CAIRO (Reuters) – Uma figura importante do braço armado do Hamas, um policial do Hamas e uma figura importante do grupo militante Jihad Islâmica estavam entre as pelo menos dez pessoas mortas nesta quinta-feira em uma série de ataques israelenses em Gaza, segundo fontes locais.
Médicos e residentes locais relataram as mortes do agente sênior da Jihad Islâmica Ashraf Al-Khatib em Nuseirat e de um policial do Hamas na cidade de Gaza. Uma fonte do Hamas disse que o comandante local Mohammed Al-Holy foi morto em Deir al-Balah, no início do dia.

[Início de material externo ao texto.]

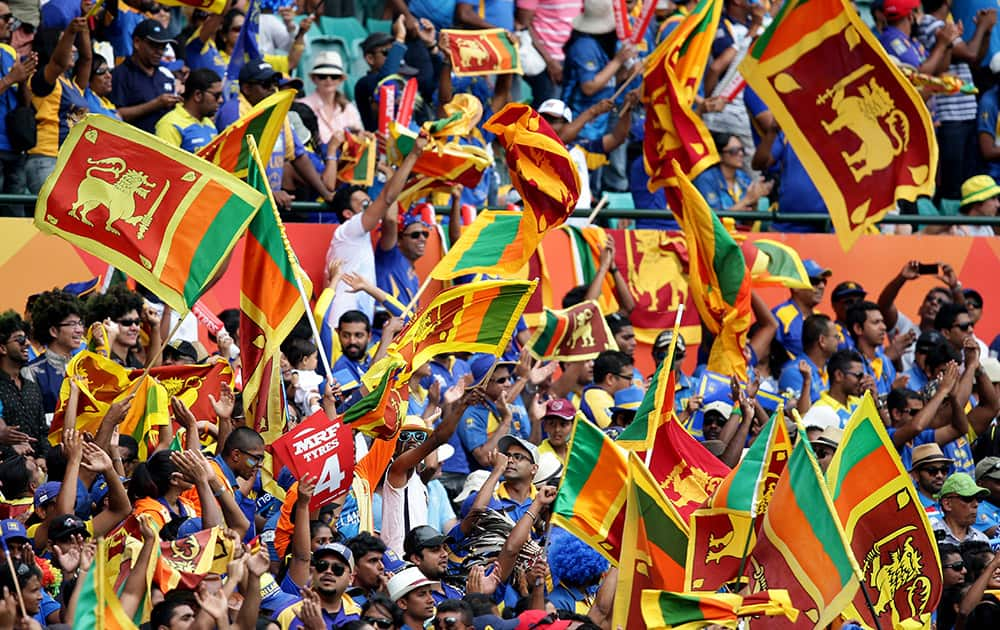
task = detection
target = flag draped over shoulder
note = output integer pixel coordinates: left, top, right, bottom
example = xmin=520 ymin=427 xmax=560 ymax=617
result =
xmin=525 ymin=301 xmax=617 ymax=361
xmin=74 ymin=538 xmax=138 ymax=630
xmin=551 ymin=420 xmax=629 ymax=565
xmin=483 ymin=103 xmax=581 ymax=244
xmin=744 ymin=428 xmax=861 ymax=629
xmin=614 ymin=452 xmax=691 ymax=629
xmin=826 ymin=394 xmax=942 ymax=629
xmin=687 ymin=410 xmax=791 ymax=591
xmin=388 ymin=280 xmax=536 ymax=378
xmin=197 ymin=89 xmax=295 ymax=178
xmin=739 ymin=0 xmax=936 ymax=251
xmin=34 ymin=115 xmax=263 ymax=314
xmin=641 ymin=589 xmax=799 ymax=629
xmin=240 ymin=138 xmax=310 ymax=442
xmin=667 ymin=172 xmax=751 ymax=376
xmin=441 ymin=28 xmax=522 ymax=76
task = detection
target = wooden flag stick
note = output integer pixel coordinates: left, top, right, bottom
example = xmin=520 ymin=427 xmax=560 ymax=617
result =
xmin=3 ymin=550 xmax=26 ymax=618
xmin=610 ymin=63 xmax=642 ymax=103
xmin=585 ymin=195 xmax=610 ymax=226
xmin=400 ymin=274 xmax=433 ymax=321
xmin=142 ymin=315 xmax=185 ymax=377
xmin=644 ymin=303 xmax=684 ymax=468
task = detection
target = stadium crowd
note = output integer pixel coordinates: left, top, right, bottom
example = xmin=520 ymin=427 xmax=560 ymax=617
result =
xmin=0 ymin=0 xmax=1000 ymax=628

Os militares israelenses não responderam imediatamente aos pedidos de comentários sobre o incidente.
O Hamas condenou os ataques à família Al-Holy, numa declaração que não mencionou Mohammed ou o seu papel no grupo. Acusou Israel de violar o acordo de cessar-fogo em vigor desde outubro e de tentar reacender o conflito.
Autoridades de saúde disseram que as mortes incluíram um jovem de 16 anos.
Os ataques israelenses ocorrem um dia depois de os Estados Unidos anunciarem o início da segunda fase do acordo de cessar-fogo, na quarta-feira.
Israel e o Hamas trocaram culpas pelas violações do cessar-fogo e permanecem distantes um do outro em questões importantes.
Mais de 400 palestinos e três soldados israelenses foram mortos desde que o cessar-fogo entrou em vigor em outubro.
Israel destruiu edifícios e expulsou residentes de mais de metade de Gaza, onde permanecem as suas tropas. Quase todos os mais de 2 milhões de habitantes do território vivem agora em casas improvisadas ou edifícios danificados numa faixa de território onde as tropas israelitas se retiraram e o Hamas reafirmou o controlo.
A agência das Nações Unidas para a infância disse na terça-feira que mais de 100 crianças foram mortas em Gaza desde o cessar-fogo, incluindo vítimas de ataques de drones e quadricópteros.
Israel lançou as suas operações em Gaza na sequência de um ataque de combatentes liderados pelo Hamas em outubro de 2023, que matou 1.200 pessoas, de acordo com os cálculos israelitas. O ataque de Israel matou 71 mil pessoas, segundo as autoridades de saúde da faixa, e deixou grande parte de Gaza em ruínas.
(Reportagem de Nidal Al-Mughrabi, escrita por Pesha Magid, editada por Peter Graff e Alistair Bell)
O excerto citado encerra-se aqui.